Dans l’Essence du christianisme, Feuerbach définit le processus par lequel l’homme pose hors de lui un être transcendant, Dieu, dans lequel il aliène nombre de ses propres qualités. Dans un autre livre, Pensée sur la mort et l’immortalité, il développe l’idée d’un Dieu personnel qui n’est que le fruit d’une abstraction de soi, de l’être objectivé. « On ne trouve donc rien en Dieu qui ne serait pas dans la personnalité finie ; on trouve en Dieu la même chose, le même contenu qu’en l’homme. »[1]
L’essence de l’homme
Feuerbach raisonne à partir de l’homme et plus précisément de ses spécificités. L’homme se distingue de l’animal par la conscience, ce qui lui permet d’accéder au savoir. L’homme pense et se pense. Il peut donc avoir une vie intérieure – c’est-à-dire « sa vie dans ses rapports avec son espèce, son être » - distincte de sa vie extérieure. Il a en effet conscience de son appartenance à une espèce. Que dit-il de l’espèce humaine ? Qu’elle est raison, volonté et amour. « Raison, amour, volonté, voilà les perfections, les forces les plus hautes, l’être absolu dans l’homme et les buts de son existence. L’homme existe pour connaître, aimer, vouloir. […] Il n’y a d’être véritable que l’être pensant, l’être aimant, voulant.»
Feuerbach appelle divin ce qui existe par soi et pour soi-même. Il affirme que la connaissance, l’amour et la volonté répondent à cette définition. C’est « la trinité divine dans l’homme, puissance qui domine son individualité, c’est l’unité de ces trois forces. » Ils forment une puissance qui détermine fondamentalement l’homme sans qu’il ne puisse les maîtriser et contre laquelle il ne peut résister. Il appelle ainsi Dieu l’être absolu, « l’être même de l’homme ».

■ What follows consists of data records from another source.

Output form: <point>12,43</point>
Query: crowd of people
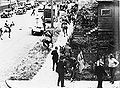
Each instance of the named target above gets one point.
<point>6,29</point>
<point>63,64</point>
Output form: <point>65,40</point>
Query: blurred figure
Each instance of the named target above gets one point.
<point>112,64</point>
<point>1,31</point>
<point>64,28</point>
<point>80,61</point>
<point>54,57</point>
<point>60,69</point>
<point>100,72</point>
<point>33,12</point>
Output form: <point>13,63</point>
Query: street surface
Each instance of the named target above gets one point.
<point>13,49</point>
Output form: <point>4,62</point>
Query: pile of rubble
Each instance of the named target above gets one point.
<point>33,61</point>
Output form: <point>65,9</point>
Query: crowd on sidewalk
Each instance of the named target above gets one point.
<point>65,59</point>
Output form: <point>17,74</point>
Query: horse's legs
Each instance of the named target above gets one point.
<point>64,32</point>
<point>9,34</point>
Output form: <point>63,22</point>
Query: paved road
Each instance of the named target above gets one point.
<point>12,49</point>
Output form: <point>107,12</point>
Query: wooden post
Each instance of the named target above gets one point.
<point>52,20</point>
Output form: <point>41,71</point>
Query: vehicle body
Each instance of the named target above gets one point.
<point>7,13</point>
<point>47,15</point>
<point>20,11</point>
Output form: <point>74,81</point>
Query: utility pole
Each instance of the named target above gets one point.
<point>52,20</point>
<point>44,19</point>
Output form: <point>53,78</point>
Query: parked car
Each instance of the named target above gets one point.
<point>7,13</point>
<point>20,11</point>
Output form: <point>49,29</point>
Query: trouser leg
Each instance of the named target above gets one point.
<point>53,65</point>
<point>58,79</point>
<point>99,81</point>
<point>62,80</point>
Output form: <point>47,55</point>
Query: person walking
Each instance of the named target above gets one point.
<point>100,72</point>
<point>8,27</point>
<point>112,64</point>
<point>60,69</point>
<point>33,12</point>
<point>1,32</point>
<point>54,57</point>
<point>64,28</point>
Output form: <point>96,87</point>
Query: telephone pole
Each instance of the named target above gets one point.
<point>52,20</point>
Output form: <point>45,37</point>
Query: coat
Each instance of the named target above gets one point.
<point>55,55</point>
<point>60,68</point>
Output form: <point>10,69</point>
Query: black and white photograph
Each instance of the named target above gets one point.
<point>59,43</point>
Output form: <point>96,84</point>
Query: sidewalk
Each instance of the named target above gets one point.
<point>46,78</point>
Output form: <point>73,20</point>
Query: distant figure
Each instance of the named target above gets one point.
<point>8,27</point>
<point>64,28</point>
<point>100,72</point>
<point>80,61</point>
<point>112,64</point>
<point>60,69</point>
<point>33,12</point>
<point>54,57</point>
<point>1,31</point>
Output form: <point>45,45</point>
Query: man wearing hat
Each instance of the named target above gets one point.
<point>60,69</point>
<point>55,57</point>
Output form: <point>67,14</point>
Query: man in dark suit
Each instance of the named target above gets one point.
<point>55,57</point>
<point>60,69</point>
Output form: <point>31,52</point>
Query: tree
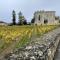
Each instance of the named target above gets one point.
<point>14,17</point>
<point>33,20</point>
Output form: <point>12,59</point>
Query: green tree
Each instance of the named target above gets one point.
<point>13,17</point>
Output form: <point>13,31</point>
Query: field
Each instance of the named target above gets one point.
<point>19,36</point>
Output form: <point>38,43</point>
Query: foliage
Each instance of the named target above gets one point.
<point>22,34</point>
<point>14,17</point>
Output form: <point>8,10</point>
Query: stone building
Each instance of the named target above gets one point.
<point>46,17</point>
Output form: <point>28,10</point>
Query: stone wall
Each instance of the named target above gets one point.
<point>45,15</point>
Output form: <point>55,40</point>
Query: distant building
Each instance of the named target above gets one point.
<point>3,23</point>
<point>46,17</point>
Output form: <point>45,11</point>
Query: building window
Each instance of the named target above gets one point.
<point>39,18</point>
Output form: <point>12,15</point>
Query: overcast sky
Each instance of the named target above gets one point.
<point>27,7</point>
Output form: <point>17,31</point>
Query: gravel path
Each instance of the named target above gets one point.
<point>57,55</point>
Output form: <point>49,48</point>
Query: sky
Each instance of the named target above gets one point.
<point>27,7</point>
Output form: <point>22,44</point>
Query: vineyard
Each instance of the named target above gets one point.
<point>21,35</point>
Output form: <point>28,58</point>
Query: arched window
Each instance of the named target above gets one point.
<point>39,18</point>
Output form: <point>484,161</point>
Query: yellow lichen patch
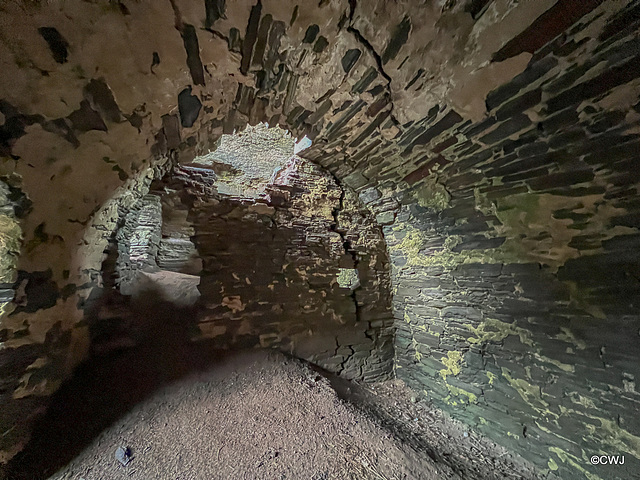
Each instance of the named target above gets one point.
<point>533,233</point>
<point>568,336</point>
<point>492,330</point>
<point>562,366</point>
<point>529,393</point>
<point>10,236</point>
<point>459,392</point>
<point>452,362</point>
<point>417,355</point>
<point>433,195</point>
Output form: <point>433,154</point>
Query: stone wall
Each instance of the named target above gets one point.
<point>495,140</point>
<point>270,268</point>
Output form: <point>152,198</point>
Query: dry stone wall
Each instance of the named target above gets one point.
<point>496,141</point>
<point>270,269</point>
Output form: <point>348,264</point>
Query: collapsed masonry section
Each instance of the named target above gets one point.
<point>262,249</point>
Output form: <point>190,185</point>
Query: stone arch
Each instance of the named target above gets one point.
<point>495,142</point>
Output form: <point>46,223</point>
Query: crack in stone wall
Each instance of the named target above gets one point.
<point>536,155</point>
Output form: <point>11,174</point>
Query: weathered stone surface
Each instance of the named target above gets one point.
<point>524,131</point>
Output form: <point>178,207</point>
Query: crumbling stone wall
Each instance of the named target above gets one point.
<point>270,268</point>
<point>460,124</point>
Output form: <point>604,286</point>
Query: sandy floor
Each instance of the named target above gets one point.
<point>257,415</point>
<point>189,412</point>
<point>262,415</point>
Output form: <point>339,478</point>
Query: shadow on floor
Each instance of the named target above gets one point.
<point>107,386</point>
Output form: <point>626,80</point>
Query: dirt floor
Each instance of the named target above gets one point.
<point>262,415</point>
<point>186,411</point>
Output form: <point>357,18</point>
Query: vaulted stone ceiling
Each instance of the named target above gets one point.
<point>495,141</point>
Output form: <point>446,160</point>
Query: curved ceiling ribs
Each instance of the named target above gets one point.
<point>496,143</point>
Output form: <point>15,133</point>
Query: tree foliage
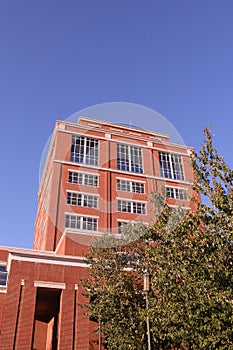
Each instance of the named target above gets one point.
<point>189,258</point>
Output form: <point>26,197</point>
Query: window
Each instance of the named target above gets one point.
<point>81,222</point>
<point>131,207</point>
<point>3,275</point>
<point>84,150</point>
<point>83,179</point>
<point>171,166</point>
<point>177,193</point>
<point>130,186</point>
<point>129,158</point>
<point>83,200</point>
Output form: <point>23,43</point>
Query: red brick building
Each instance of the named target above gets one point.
<point>98,176</point>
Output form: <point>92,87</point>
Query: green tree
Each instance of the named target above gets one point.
<point>189,258</point>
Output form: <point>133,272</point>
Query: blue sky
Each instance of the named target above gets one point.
<point>59,57</point>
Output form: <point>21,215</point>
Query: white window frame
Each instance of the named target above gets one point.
<point>131,205</point>
<point>128,158</point>
<point>169,171</point>
<point>129,185</point>
<point>84,176</point>
<point>84,157</point>
<point>176,193</point>
<point>3,275</point>
<point>83,221</point>
<point>85,198</point>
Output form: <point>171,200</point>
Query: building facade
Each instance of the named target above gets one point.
<point>98,176</point>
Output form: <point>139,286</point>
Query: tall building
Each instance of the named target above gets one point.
<point>98,176</point>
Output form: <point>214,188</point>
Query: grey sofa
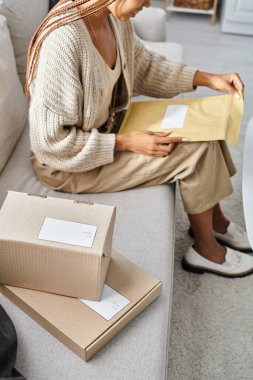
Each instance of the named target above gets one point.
<point>144,233</point>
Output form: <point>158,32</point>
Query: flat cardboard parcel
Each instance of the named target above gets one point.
<point>75,324</point>
<point>55,245</point>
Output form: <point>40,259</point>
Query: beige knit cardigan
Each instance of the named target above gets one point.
<point>69,85</point>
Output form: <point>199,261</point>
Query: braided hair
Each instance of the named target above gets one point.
<point>66,12</point>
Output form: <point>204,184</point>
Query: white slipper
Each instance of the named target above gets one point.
<point>235,238</point>
<point>236,263</point>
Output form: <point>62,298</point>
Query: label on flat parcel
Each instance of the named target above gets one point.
<point>111,303</point>
<point>63,231</point>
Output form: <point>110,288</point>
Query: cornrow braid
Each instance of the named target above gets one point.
<point>62,9</point>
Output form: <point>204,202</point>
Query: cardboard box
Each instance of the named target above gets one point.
<point>74,323</point>
<point>55,245</point>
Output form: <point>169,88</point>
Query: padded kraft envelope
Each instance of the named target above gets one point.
<point>198,119</point>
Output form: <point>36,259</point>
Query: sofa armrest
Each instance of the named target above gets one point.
<point>150,24</point>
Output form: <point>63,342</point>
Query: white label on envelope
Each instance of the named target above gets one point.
<point>174,117</point>
<point>111,303</point>
<point>63,231</point>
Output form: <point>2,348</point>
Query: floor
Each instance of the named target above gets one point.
<point>208,49</point>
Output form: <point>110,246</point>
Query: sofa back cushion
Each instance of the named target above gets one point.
<point>23,18</point>
<point>13,106</point>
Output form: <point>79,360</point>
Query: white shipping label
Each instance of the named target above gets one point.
<point>63,231</point>
<point>111,303</point>
<point>174,117</point>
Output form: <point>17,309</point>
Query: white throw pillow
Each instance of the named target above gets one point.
<point>13,105</point>
<point>23,18</point>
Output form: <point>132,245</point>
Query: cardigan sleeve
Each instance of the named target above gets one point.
<point>58,133</point>
<point>157,76</point>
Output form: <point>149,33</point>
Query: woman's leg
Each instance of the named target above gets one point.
<point>220,222</point>
<point>205,243</point>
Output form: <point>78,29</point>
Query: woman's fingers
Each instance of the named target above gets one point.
<point>168,140</point>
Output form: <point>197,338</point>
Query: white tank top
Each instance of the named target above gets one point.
<point>110,76</point>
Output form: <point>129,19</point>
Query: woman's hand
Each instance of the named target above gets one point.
<point>230,83</point>
<point>157,144</point>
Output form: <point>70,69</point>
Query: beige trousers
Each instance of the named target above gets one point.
<point>202,169</point>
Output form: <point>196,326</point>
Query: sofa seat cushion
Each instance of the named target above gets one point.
<point>144,233</point>
<point>23,18</point>
<point>13,107</point>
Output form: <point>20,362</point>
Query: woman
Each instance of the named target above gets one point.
<point>84,64</point>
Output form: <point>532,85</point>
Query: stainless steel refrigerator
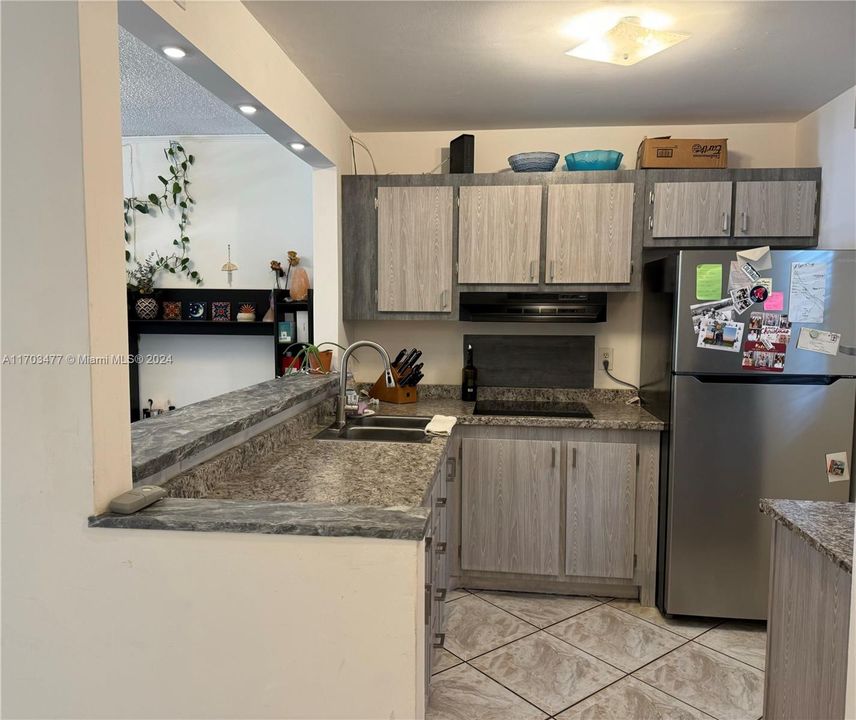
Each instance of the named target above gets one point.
<point>739,429</point>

Or ces forces que sont la connaissance, l’amour et la force ne sont pas limitées. Elles sont infinies. Ce qui constitue la nature même de l’homme est donc infini.
L’essence de l’homme par la conscience
Selon Feuerbach, les objets de la pensée révèlent l’essence de l’homme. Par eux, il acquiert la conscience de lui-même. « La faculté qu’il a de les voir et la manière dont il les voit rendent témoignage de sa propre nature ». La puissance qu’un objet exerce sur l’homme n’est pas autre chose que la puissance de sa nature. C’est le principe fondamental de sa philosophie. L’objet ou plutôt la pensée que nous avons sur cet objet révèlent donc la nature de l’homme. La conscience est ainsi « la forme la plus élevée de l’affirmation de soi-même ». Par exemple, l’objet de la raison est la raison pensant elle-même. Si l’homme pense l’infini, c’est qu’il pense et affirme l’infinité de la puissance de sa nature. « La conscience de l’infini n’est pas autre chose que la conscience de l’infinité de la conscience ». Ou encore « quand l’homme a conscience de l’infini ; c’est l’infinité de sa nature qui est l’objet de sa pensée.»[2]. En conclusion, Feuerbach affirme que « l’objet de la pensée de l’homme n’est pas autre chose que son être même révélé ».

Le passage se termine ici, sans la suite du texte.